So how do we embrace permaculture when we have no knowledge of it? When you look at websites about it they talk about the need for design and the importance of planning, and this is intimidating. Especially for me. I was brought up to do things right… first time.
This has been an ongoing battle throughout my life, to forgive myself for not getting things right first time. To not beat myself up for not being perfect. And when you scratch the surface of permaculture theory you find that the teachers haven’t got things right first time, that they aren’t perfect and it’s OK.
The reason there is the stress on planning etc. is because if you are going to go the whole hog and recycle all waste (including human waste); build ponds or swales (to keep as much water on your property for as long as possible); even building raised beds, in fact any kind of major landscaping project needs to be planned, because it’s not a job that you’re going to want to do twice, and it’s going to be difficult or sometimes impossible to change later.
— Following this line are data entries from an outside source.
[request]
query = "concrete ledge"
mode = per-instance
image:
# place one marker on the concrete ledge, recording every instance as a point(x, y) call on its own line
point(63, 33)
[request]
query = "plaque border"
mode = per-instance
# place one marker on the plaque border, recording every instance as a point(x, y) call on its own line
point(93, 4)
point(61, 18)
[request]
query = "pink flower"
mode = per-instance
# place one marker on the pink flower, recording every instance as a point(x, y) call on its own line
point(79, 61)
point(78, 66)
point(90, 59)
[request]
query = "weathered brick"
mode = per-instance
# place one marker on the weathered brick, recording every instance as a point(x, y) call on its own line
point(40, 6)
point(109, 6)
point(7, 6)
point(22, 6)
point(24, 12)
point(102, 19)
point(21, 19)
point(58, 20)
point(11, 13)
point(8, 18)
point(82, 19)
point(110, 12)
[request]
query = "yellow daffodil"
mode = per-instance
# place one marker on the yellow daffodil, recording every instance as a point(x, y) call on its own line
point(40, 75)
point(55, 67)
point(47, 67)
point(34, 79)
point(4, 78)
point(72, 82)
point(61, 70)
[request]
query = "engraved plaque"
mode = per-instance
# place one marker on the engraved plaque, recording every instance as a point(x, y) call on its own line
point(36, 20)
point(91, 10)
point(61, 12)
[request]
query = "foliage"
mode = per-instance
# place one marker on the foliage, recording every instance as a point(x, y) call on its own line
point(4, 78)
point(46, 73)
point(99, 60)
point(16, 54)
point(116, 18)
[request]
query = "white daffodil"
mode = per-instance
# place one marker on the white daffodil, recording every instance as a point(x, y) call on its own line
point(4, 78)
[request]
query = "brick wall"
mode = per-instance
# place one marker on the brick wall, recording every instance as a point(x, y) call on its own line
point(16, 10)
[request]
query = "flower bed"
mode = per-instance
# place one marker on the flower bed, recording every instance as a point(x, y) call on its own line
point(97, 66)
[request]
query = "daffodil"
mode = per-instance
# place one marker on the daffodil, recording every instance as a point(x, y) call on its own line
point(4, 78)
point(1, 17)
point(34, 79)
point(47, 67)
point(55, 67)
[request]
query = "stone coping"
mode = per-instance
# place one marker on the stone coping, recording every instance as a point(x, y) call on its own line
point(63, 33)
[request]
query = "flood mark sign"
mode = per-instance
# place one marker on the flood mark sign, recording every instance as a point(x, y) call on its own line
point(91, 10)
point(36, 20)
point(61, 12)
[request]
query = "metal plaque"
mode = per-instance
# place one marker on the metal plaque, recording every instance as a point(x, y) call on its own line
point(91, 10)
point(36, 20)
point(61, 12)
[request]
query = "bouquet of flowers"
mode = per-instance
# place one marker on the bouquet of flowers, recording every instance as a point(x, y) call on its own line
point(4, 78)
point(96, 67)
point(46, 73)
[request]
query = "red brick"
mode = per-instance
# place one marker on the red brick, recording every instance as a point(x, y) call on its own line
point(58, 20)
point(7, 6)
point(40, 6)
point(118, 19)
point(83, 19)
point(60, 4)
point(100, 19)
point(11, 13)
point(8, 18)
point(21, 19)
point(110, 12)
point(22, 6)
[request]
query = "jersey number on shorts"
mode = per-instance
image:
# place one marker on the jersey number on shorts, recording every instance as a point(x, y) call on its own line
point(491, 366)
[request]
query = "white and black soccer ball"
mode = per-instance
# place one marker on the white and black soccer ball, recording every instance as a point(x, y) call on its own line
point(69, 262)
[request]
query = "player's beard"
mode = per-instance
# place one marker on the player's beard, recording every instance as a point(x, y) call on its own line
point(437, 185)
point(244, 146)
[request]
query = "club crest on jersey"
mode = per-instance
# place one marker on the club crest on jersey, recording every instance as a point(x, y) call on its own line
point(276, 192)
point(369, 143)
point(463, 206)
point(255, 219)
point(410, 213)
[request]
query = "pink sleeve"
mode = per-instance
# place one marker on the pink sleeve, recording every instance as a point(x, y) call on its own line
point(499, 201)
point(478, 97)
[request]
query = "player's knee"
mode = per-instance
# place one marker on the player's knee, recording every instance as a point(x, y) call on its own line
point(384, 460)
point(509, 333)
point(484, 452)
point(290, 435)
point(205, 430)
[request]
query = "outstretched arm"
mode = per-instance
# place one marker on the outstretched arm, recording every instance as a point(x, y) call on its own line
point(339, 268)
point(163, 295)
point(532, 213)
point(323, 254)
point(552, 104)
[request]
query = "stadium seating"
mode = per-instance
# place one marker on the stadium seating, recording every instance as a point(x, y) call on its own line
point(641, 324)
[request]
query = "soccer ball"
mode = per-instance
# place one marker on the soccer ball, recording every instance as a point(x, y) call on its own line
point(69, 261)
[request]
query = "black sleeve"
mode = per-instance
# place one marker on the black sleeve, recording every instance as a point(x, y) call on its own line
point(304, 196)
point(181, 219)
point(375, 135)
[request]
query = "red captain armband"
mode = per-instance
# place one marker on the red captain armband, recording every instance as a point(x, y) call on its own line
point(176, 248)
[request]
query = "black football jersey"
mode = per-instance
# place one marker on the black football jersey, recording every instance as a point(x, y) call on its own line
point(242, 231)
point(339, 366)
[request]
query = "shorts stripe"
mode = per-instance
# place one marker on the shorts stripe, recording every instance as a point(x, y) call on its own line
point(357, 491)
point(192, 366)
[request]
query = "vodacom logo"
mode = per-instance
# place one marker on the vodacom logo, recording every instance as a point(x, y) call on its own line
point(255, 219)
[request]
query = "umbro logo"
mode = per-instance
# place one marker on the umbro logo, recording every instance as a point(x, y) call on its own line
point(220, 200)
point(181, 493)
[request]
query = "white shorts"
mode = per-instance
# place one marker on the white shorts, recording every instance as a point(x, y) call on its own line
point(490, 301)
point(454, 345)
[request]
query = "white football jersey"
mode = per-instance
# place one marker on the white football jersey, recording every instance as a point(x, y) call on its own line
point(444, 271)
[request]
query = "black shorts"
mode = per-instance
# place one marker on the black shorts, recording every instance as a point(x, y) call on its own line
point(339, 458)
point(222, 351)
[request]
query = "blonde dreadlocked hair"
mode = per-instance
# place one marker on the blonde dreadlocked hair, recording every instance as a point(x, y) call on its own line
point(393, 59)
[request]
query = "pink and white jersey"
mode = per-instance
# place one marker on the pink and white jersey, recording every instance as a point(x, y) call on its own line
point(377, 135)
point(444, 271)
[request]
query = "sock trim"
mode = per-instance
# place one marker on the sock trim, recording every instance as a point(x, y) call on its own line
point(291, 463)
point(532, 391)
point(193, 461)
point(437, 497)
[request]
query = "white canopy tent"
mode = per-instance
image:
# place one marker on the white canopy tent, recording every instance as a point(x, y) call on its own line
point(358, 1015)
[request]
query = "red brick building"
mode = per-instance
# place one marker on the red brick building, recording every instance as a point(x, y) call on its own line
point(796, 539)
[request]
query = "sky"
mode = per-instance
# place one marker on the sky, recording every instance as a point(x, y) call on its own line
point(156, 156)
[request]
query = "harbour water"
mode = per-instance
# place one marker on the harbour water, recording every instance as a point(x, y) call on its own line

For most of us who are thinking of dipping our toes into permaculture, planning need not be quite so important. If you’re thinking of planting a tree then there should be some forethought, but a way around that would be to keep it in a pot until you are certain where you want it. The same for other smaller plants, you can keep them in pots and move those pots around the garden until you’re reasonably happy.
Don’t forget though, the soil in your pot isn’t necessarily going to be the same as the soil that you plant into. Also, bear in mind that pots may need watering, especially terracotta which dries out much faster than anything else.
You might find it useful to look at companion planting. There is good evidence that some plants do much better when planted together. But the advice is generally, try it out, see what works, repeat that which is good, avoid that which fails, but be aware of other factors that might influence outcomes.